The summer transfer window in England saw plenty new players arriving at various Premier League clubs. But Manchester City’s acquisition of Kevin De Bruyne was the pick of the lot solely because of the amount of money that was spent on the Belgian international.
The De Bruyne transfer was sealed in the later parts of the window, weeks after the 2015/16 league season had already started, and Manchester City had to cough up a club record £51m, a month after the club parted with £49m to bring in 20-year-old Raheem Sterling from Liverpool.
While Sterling’s capture is understandable — City were lacking in raw pace up front last season when David Silva and Samir Nasri were the wide players in a 4–4–2 system and Sterling adds to the side some much-needed speed in the attacking third for quicker transitions — De Bruyne’s signing has left a few question marks hanging.
Last season, De Bruyne was comfortably the best playmaker in the Bundesliga; he towered over his peers by serving on a platter 21 goals for his team-mates to score. But most of his contributions for Wolfsburg came when he was deployed as an attacking midfielder by manager Dieter Hecking.
The Wolfsburg side of 2014/15 wasn’t an overly attacking, possession-based, ball-hungry side and De Bruyne’s role as the attacking midfielder wasn’t rigid; he was allowed more freedom to express himself which in turn brought forth his creative side of the game and consequently resulted in him making the move to Eastlands.
Taking a statistical standpoint, a whopping 94 percent of De Bruyne’s goals last season came when he played primarily as the attacking midfielder, and 78 percent of his assists as well.
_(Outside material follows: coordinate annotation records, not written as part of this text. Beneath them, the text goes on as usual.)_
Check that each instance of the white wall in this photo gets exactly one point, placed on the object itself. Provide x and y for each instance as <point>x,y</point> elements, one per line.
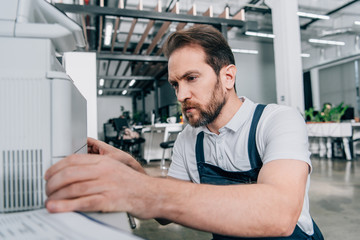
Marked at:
<point>109,107</point>
<point>81,67</point>
<point>255,76</point>
<point>338,84</point>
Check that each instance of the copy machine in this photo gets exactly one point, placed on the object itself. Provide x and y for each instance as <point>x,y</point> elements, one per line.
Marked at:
<point>42,113</point>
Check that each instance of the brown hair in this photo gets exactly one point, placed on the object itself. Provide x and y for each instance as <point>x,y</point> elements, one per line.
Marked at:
<point>217,50</point>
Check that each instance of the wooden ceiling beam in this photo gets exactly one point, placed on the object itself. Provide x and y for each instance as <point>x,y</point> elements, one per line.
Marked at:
<point>117,25</point>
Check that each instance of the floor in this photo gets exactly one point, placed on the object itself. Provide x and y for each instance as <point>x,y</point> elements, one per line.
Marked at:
<point>334,203</point>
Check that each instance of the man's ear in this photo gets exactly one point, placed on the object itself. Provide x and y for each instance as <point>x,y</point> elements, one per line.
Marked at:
<point>228,76</point>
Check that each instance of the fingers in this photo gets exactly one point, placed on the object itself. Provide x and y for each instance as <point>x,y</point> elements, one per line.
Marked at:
<point>99,147</point>
<point>73,160</point>
<point>87,203</point>
<point>69,175</point>
<point>78,189</point>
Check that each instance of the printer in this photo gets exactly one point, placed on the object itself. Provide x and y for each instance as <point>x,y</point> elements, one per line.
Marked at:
<point>42,113</point>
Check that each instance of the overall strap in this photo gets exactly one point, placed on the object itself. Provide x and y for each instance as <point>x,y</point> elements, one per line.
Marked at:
<point>254,156</point>
<point>199,148</point>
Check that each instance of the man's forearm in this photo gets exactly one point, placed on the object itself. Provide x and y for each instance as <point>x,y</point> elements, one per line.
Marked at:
<point>228,210</point>
<point>263,209</point>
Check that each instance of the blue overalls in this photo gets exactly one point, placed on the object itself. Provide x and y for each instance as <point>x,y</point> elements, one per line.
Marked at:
<point>211,174</point>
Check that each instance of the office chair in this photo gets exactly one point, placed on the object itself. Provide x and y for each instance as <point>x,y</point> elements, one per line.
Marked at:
<point>131,146</point>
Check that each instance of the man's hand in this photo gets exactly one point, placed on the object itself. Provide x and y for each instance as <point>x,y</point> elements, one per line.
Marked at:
<point>89,182</point>
<point>102,148</point>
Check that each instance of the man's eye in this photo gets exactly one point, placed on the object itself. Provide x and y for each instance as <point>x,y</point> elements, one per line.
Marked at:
<point>174,85</point>
<point>191,78</point>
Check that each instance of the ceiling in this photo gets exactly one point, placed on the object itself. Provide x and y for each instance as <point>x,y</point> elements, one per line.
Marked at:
<point>128,34</point>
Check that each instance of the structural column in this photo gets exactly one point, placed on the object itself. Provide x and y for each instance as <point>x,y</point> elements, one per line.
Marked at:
<point>287,50</point>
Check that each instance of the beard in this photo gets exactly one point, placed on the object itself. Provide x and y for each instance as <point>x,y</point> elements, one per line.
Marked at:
<point>209,112</point>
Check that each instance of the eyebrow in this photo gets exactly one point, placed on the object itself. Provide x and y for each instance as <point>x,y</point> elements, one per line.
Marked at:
<point>187,73</point>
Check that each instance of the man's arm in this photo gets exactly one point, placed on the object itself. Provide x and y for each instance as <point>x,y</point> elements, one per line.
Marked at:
<point>98,183</point>
<point>269,208</point>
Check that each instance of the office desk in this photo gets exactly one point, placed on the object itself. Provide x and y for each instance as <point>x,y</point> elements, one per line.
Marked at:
<point>154,135</point>
<point>324,132</point>
<point>40,224</point>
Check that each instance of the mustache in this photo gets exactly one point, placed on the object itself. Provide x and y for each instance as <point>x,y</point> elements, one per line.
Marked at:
<point>186,105</point>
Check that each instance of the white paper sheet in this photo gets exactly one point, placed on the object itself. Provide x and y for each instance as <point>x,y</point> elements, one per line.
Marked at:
<point>39,224</point>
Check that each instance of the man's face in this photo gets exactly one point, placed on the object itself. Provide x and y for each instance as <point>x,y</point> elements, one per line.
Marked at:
<point>196,85</point>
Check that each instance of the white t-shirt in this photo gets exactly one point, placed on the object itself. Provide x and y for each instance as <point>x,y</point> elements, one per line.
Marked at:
<point>281,134</point>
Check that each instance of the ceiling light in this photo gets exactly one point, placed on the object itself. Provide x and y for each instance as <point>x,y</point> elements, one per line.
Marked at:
<point>108,32</point>
<point>305,55</point>
<point>328,42</point>
<point>132,82</point>
<point>313,15</point>
<point>234,50</point>
<point>259,34</point>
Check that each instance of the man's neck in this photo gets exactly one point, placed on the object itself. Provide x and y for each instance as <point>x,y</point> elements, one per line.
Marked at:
<point>227,113</point>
This clearly points to the fact the Belgian is a more natural fit and more effective in the ‘10’ space, or as a ‘number 10.’
Which brings to light a burning question — have Manchester City brought in a player whose best position is exactly similar to the best position of the club’s current best player, David Silva? Silva has been in inspired form early doors into the new season, as he already has four assists to his name, two of which he provided from the ’10’ space.
There is no doubt De Bruyne can play in positions off centre; he played on the wide right for Belgium last night in their Euro 2016 qualifier against Bosnia-Herzegovina but his goal came from the central area, right in front of the 18-yard box. In general play, De Bruyne drifts infield which indicates he thrives in a free role. But how much freedom he is allowed at his new club is open for debate.
De Bruyne hasn’t even kicked a ball for Manchester City, and there is no doubt Manuel Pellegrini will have clear ideas about bringing the best out of his club’s record signing. But from distance at least, it looks as if Silva’s influence could take a hit if he plays together with De Bruyne. Or it could also be that De Bruyne fails to recapture his Wolfsburg form by playing in a more constricted set-up.
Manchester City now have two guaranteed starters almost similar in attributes who revel in similar roles on the pitch. With Silva in fine form, Pellegrini has a pleasant conundrum to fit in both players in the starting eleven in a way their respective qualities are maximised, while taking care of the fact both players aren’t getting in the way of each other.
Manchester City’s fine summer of spending came to a stop at the closure of the transfer window on Tuesday, and even though they have got themselves a star in De Bruyne, there are worrying reasons to believe he will turn out to be a luxury signing for the club at a time when they are fighting fire to stay in conjunction with UEFA’s Financial Fair Play restrictions.